In the spring of 1929, with work nearing completion on the new four-room Bloomingdale School, the Hillsborough Township Board of Education decided to dispose at auction of three one-room schoolhouses - Blackwell's Mills, Hillsborough (Crossroads), and Montgomery (Montgomery Rd.). Notably absent from the list was one of the oldest schools in Hillsborough, the Mountain School.
|The Mountain School on Longhill Road, circa 1932|
Built in 1825 deep in the woods of the Sourland Mountain along Longhill Road, the century-old school - also known as the Boozer School because of its proximity to the old Boozer earthenware factory - had just ten pupils in 1929. Edgar Durling was the master that year, as he had been for more than twenty years, in a schoolhouse that seemed frozen in the 19th century - no electricity, no running water, no school buses lined up at dismissal.

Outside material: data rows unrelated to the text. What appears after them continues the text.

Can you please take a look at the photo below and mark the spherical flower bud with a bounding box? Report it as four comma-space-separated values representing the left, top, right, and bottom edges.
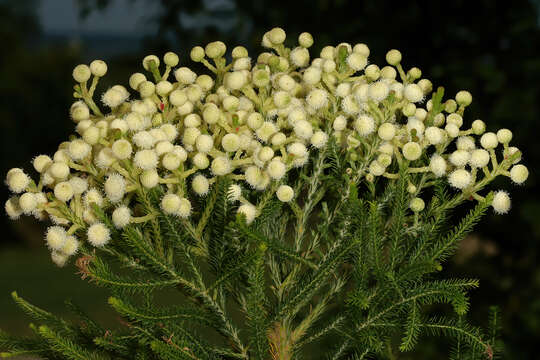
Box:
45, 226, 67, 250
289, 47, 309, 67
139, 169, 159, 189
471, 119, 486, 135
51, 251, 68, 267
137, 81, 156, 99
54, 181, 73, 202
310, 130, 328, 149
255, 121, 278, 142
409, 198, 426, 212
377, 123, 396, 141
156, 80, 173, 96
354, 115, 375, 136
386, 49, 401, 66
227, 184, 242, 202
346, 52, 367, 71
369, 160, 386, 176
456, 90, 472, 106
287, 142, 308, 158
133, 150, 158, 170
508, 164, 529, 184
4, 196, 23, 220
402, 142, 422, 161
112, 139, 133, 160
191, 174, 210, 195
491, 190, 511, 214
298, 32, 313, 48
272, 90, 291, 109
90, 60, 107, 77
238, 204, 257, 224
497, 129, 512, 144
449, 150, 471, 167
276, 185, 294, 202
444, 124, 459, 138
267, 27, 286, 45
189, 46, 204, 62
70, 102, 90, 123
257, 146, 274, 162
143, 55, 159, 71
73, 64, 92, 83
32, 155, 52, 173
480, 132, 499, 150
101, 88, 127, 108
204, 41, 227, 59
129, 73, 146, 90
270, 132, 287, 146
303, 66, 322, 85
211, 156, 232, 176
163, 51, 179, 67
403, 84, 424, 103
424, 126, 444, 145
68, 139, 92, 161
469, 149, 490, 168
19, 193, 38, 214
83, 188, 103, 207
266, 159, 287, 180
332, 115, 347, 131
104, 173, 126, 203
225, 71, 247, 90
429, 154, 446, 177
6, 169, 30, 193
448, 169, 472, 189
86, 223, 111, 247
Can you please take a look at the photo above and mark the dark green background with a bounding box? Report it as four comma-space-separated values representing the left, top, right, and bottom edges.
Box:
0, 0, 540, 359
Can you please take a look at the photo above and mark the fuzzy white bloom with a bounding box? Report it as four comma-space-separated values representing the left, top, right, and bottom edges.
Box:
86, 223, 111, 247
139, 169, 159, 189
310, 130, 328, 149
403, 84, 424, 103
112, 206, 131, 229
346, 52, 367, 71
512, 164, 529, 184
332, 115, 347, 131
227, 184, 242, 202
480, 132, 499, 150
6, 169, 30, 194
368, 81, 390, 102
191, 174, 210, 195
491, 190, 511, 214
409, 197, 426, 212
377, 123, 396, 141
45, 226, 67, 250
306, 89, 328, 109
429, 154, 446, 177
448, 169, 472, 189
469, 149, 490, 168
210, 156, 232, 176
276, 185, 294, 202
54, 181, 73, 202
103, 173, 126, 203
133, 150, 158, 170
354, 115, 375, 136
111, 139, 133, 160
402, 141, 422, 161
238, 204, 257, 224
19, 193, 38, 214
448, 150, 471, 167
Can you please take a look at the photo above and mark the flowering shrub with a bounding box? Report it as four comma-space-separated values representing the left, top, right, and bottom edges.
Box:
0, 28, 528, 359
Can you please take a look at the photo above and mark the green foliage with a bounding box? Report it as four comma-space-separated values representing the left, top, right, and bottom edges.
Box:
0, 148, 500, 360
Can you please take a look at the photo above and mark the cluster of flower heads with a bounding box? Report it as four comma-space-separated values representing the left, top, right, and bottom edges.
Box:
5, 28, 528, 265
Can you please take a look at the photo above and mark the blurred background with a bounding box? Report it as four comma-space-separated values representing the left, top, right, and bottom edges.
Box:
0, 0, 540, 359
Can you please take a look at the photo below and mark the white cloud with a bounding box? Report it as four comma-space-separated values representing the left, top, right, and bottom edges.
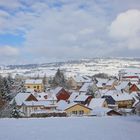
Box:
0, 0, 21, 9
109, 9, 140, 49
0, 46, 19, 57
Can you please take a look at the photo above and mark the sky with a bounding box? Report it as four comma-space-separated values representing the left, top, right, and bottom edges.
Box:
0, 0, 140, 65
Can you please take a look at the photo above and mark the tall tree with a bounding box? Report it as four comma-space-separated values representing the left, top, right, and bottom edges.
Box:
52, 69, 66, 87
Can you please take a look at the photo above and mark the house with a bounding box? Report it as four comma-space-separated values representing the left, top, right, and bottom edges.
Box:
34, 92, 57, 104
74, 94, 93, 105
96, 78, 108, 89
20, 101, 57, 117
10, 93, 38, 108
56, 100, 69, 111
68, 91, 79, 103
112, 93, 134, 108
0, 99, 6, 109
88, 98, 108, 109
24, 79, 44, 92
79, 82, 98, 94
104, 79, 117, 90
115, 81, 131, 92
51, 87, 70, 101
65, 103, 92, 116
102, 95, 118, 110
118, 68, 140, 82
91, 107, 122, 116
68, 75, 91, 90
129, 84, 140, 93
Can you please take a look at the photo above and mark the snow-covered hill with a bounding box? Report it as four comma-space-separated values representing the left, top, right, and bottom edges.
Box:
0, 116, 140, 140
0, 58, 140, 77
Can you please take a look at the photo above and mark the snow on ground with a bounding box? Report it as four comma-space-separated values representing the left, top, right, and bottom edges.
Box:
0, 117, 140, 140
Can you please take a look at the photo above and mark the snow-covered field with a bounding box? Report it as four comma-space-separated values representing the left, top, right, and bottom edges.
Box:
0, 117, 140, 140
0, 58, 140, 77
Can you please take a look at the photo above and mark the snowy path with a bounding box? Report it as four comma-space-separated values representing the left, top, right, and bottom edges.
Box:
0, 117, 140, 140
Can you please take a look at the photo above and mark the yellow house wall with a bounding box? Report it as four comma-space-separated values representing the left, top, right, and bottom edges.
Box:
65, 105, 91, 115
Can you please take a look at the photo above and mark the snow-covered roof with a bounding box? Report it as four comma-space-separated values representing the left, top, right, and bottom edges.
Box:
79, 83, 93, 92
115, 81, 129, 91
11, 93, 31, 106
88, 98, 105, 109
96, 78, 108, 87
34, 92, 57, 101
25, 79, 43, 84
22, 101, 57, 107
91, 107, 112, 116
73, 75, 86, 83
74, 94, 89, 102
51, 87, 63, 95
65, 102, 92, 110
112, 93, 133, 101
106, 79, 115, 86
57, 100, 68, 111
68, 92, 79, 102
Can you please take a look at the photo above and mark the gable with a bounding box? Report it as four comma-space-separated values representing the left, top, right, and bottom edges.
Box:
65, 104, 92, 111
25, 94, 38, 101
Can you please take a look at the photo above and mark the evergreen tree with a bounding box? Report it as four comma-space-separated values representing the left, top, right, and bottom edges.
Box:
86, 86, 95, 97
52, 69, 67, 87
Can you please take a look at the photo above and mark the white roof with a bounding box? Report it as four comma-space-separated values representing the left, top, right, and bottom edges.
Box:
91, 107, 112, 116
88, 98, 105, 109
115, 81, 129, 91
68, 92, 79, 102
112, 93, 133, 101
51, 87, 63, 95
22, 101, 56, 107
12, 93, 31, 106
34, 92, 57, 101
73, 75, 85, 83
74, 94, 89, 102
79, 83, 93, 92
25, 79, 42, 84
57, 100, 68, 111
106, 79, 115, 86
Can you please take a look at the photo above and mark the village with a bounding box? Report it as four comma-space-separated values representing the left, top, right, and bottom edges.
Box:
0, 69, 140, 118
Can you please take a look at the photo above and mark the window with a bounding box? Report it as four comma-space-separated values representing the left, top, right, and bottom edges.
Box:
79, 110, 84, 115
72, 111, 77, 115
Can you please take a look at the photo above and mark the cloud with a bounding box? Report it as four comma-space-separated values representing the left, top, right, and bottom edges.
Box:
109, 9, 140, 49
0, 46, 19, 57
0, 0, 140, 63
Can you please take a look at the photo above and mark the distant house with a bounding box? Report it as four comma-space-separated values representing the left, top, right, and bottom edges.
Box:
20, 101, 57, 117
129, 84, 140, 93
102, 95, 118, 109
10, 93, 38, 108
88, 98, 108, 109
96, 78, 108, 89
65, 103, 92, 116
79, 82, 98, 94
51, 87, 70, 101
74, 94, 93, 105
91, 107, 122, 116
104, 79, 117, 90
68, 75, 91, 90
112, 93, 134, 108
115, 81, 132, 92
68, 92, 79, 103
25, 79, 44, 92
0, 99, 6, 109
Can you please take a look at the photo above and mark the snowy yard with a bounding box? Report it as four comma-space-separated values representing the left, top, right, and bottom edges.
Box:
0, 117, 140, 140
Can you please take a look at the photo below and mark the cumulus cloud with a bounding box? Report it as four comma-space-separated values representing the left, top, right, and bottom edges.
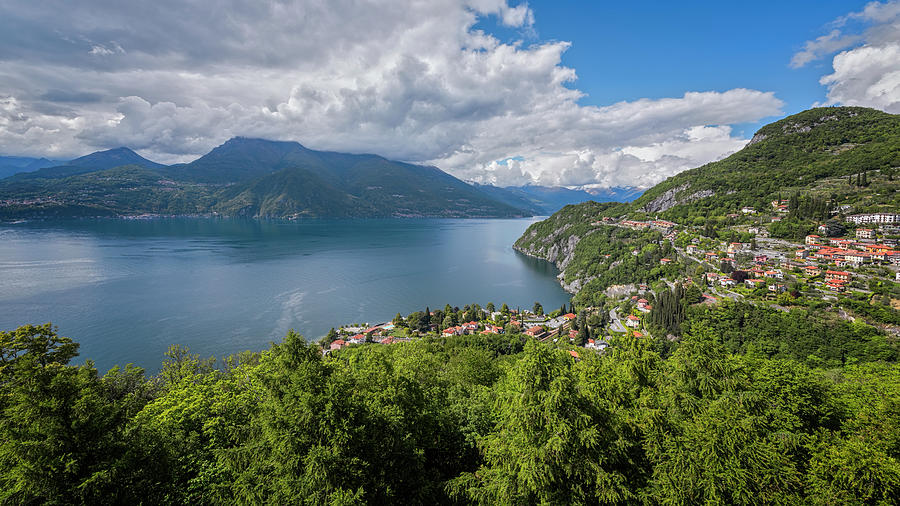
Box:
0, 0, 784, 186
791, 29, 862, 69
791, 0, 900, 113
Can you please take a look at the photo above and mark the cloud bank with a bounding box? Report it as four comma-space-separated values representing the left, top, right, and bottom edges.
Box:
0, 0, 784, 186
791, 0, 900, 113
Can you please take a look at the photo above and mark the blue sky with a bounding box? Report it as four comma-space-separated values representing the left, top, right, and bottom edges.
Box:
486, 0, 868, 136
0, 0, 900, 188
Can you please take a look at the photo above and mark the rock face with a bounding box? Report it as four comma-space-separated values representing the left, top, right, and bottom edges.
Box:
639, 183, 716, 213
513, 225, 591, 293
641, 183, 690, 213
747, 132, 769, 146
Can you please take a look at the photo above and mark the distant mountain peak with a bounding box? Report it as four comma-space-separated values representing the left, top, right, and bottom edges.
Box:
67, 146, 164, 169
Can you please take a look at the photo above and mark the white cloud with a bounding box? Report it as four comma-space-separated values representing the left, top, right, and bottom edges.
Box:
0, 0, 782, 185
792, 0, 900, 113
791, 29, 862, 68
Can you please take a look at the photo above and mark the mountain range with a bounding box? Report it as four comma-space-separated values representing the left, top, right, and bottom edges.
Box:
0, 137, 634, 219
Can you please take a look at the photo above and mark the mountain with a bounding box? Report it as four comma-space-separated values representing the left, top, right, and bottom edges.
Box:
67, 147, 165, 170
514, 107, 900, 298
0, 156, 60, 179
8, 147, 165, 180
585, 186, 644, 202
476, 185, 641, 215
626, 107, 900, 221
0, 137, 533, 218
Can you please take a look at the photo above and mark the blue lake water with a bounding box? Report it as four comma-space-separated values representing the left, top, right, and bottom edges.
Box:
0, 219, 569, 372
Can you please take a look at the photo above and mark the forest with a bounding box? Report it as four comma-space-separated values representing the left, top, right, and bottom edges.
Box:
0, 320, 900, 504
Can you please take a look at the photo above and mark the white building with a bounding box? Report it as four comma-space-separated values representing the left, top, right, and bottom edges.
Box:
847, 213, 900, 225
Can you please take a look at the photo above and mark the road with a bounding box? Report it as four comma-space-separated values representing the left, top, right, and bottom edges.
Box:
609, 308, 628, 332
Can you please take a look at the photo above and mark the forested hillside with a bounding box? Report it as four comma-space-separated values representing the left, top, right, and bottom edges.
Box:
617, 107, 900, 221
0, 137, 534, 220
0, 322, 900, 504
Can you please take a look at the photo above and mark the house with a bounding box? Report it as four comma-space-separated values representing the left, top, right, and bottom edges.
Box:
842, 251, 869, 265
856, 228, 875, 239
584, 339, 609, 351
825, 271, 850, 283
846, 213, 900, 225
825, 280, 847, 292
524, 327, 547, 339
625, 314, 641, 329
651, 220, 676, 234
441, 325, 465, 336
544, 316, 569, 329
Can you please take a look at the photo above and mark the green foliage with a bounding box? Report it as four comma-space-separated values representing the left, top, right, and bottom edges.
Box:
0, 324, 900, 504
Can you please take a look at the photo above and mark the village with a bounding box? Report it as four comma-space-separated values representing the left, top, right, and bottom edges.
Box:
323, 210, 900, 358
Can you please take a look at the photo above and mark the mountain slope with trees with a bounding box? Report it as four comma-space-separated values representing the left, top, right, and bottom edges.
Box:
616, 107, 900, 221
0, 137, 533, 219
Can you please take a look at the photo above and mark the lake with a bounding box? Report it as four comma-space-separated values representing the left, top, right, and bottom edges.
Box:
0, 219, 569, 373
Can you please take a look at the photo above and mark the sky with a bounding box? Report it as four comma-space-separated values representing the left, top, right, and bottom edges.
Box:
0, 0, 900, 188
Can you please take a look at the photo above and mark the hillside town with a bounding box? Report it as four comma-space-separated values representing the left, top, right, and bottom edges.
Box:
323, 210, 900, 358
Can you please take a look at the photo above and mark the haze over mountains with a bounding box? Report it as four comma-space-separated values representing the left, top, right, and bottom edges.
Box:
0, 137, 635, 219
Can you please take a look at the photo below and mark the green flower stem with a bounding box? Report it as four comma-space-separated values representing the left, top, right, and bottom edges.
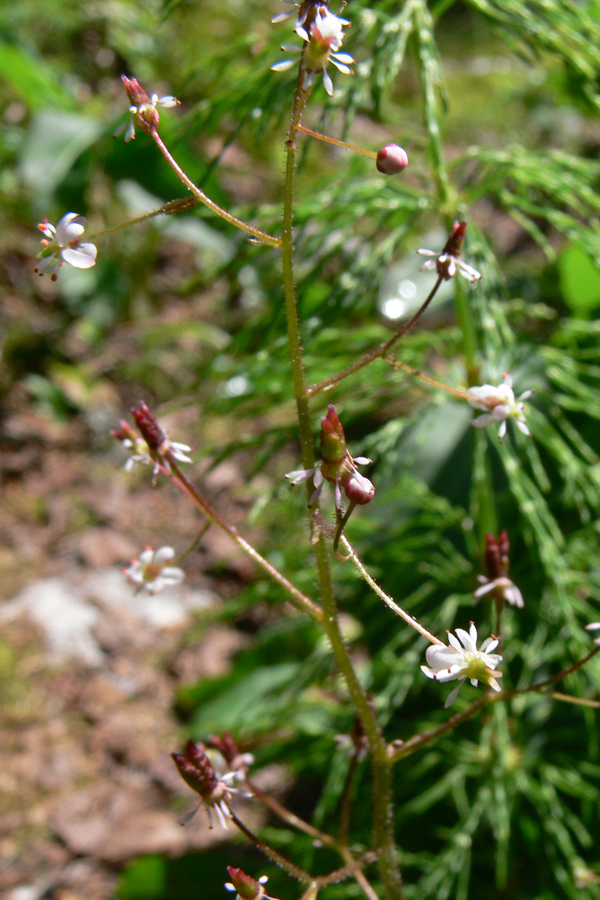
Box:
229, 809, 315, 884
383, 356, 476, 400
246, 780, 379, 900
169, 459, 323, 622
341, 535, 444, 646
298, 124, 377, 159
86, 197, 198, 241
415, 0, 496, 534
389, 691, 492, 763
281, 74, 404, 900
150, 128, 281, 247
308, 275, 444, 397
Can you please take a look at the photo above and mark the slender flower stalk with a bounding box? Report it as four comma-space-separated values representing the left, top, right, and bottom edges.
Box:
309, 275, 444, 397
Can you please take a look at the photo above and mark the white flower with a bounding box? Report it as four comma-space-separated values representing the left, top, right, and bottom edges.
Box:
475, 575, 525, 609
271, 6, 354, 97
421, 622, 502, 709
417, 249, 481, 284
467, 372, 533, 440
123, 547, 185, 594
585, 622, 600, 644
35, 213, 98, 281
113, 94, 181, 144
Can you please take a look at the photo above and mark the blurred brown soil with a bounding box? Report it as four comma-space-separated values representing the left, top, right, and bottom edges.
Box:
0, 370, 270, 900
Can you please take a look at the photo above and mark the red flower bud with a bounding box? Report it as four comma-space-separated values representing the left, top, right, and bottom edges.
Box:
321, 406, 346, 464
227, 866, 264, 900
485, 529, 510, 581
343, 470, 375, 506
131, 400, 167, 450
377, 144, 408, 175
171, 741, 219, 797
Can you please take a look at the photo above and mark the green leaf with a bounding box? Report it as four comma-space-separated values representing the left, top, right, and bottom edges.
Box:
558, 244, 600, 319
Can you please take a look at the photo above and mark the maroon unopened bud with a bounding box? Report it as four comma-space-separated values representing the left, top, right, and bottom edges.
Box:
344, 470, 375, 506
485, 530, 509, 581
171, 741, 218, 797
131, 400, 167, 450
111, 419, 138, 441
321, 406, 346, 464
377, 144, 408, 175
226, 866, 264, 900
208, 731, 240, 765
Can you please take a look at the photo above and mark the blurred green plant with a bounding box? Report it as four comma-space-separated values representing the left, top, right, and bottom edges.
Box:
0, 0, 600, 900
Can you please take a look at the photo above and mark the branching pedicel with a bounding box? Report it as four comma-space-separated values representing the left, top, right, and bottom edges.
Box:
31, 0, 600, 900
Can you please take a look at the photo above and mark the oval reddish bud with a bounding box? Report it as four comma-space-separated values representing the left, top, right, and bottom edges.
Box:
344, 472, 375, 506
377, 144, 408, 175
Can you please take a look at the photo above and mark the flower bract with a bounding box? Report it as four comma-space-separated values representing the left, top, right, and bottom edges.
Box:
421, 622, 502, 709
35, 213, 98, 281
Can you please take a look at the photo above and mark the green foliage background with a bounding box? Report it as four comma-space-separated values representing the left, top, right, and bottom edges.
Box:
0, 0, 600, 900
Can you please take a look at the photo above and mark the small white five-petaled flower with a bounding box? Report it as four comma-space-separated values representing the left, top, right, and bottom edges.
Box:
421, 622, 502, 709
467, 372, 533, 440
271, 6, 354, 97
113, 94, 181, 144
417, 220, 481, 284
123, 547, 185, 594
35, 213, 98, 281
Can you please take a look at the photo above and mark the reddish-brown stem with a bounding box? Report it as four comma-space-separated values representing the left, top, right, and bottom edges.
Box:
229, 809, 315, 884
169, 458, 323, 622
308, 275, 444, 397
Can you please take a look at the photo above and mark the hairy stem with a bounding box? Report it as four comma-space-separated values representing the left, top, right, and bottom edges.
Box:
150, 128, 281, 247
309, 275, 444, 397
281, 65, 404, 900
164, 459, 323, 622
342, 535, 444, 646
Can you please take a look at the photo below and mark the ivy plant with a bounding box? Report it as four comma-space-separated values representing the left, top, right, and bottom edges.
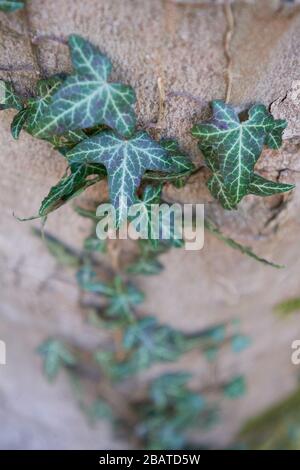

|Portion of 1850 Somerset County map showing the location of the Mountain School|
With the four-room Flagtown School, and now the new Bloomingdale School, Hillsborough was moving away from the era of the one and two-room rural schoolhouse. The Mountain School survived in 1929 because of poor road conditions and no good way to transport the students to other schools "down the valley".
|Courier News 29 June, 1932|
Circumstances were vastly different three years later when the board voted to close the Mountain School and transport the remaining students in new school buses over improved roads to Clover Hill and Neshanic. The kindergarten through eighth grade students had a party on the last day, June 17, 1932, ringing the bell one last time and taking the flag down from the pole outside. Local historian Samuel Harden Stille was witness to the scene and wrote about it for the Courier News:
The boys and girls had a hilarious time. The teacher was busy gathering up some of the old papers and books and things, holding a personal interest to him. There was not a note of sadness to be found on the mountain that day. The writer watched them eat their candies and oranges, and last of all, haul in Old Glory from the flagpole in front of the clapboarded school.
Fifty people attended the auction on July 2, 1932 where the school sold for $77.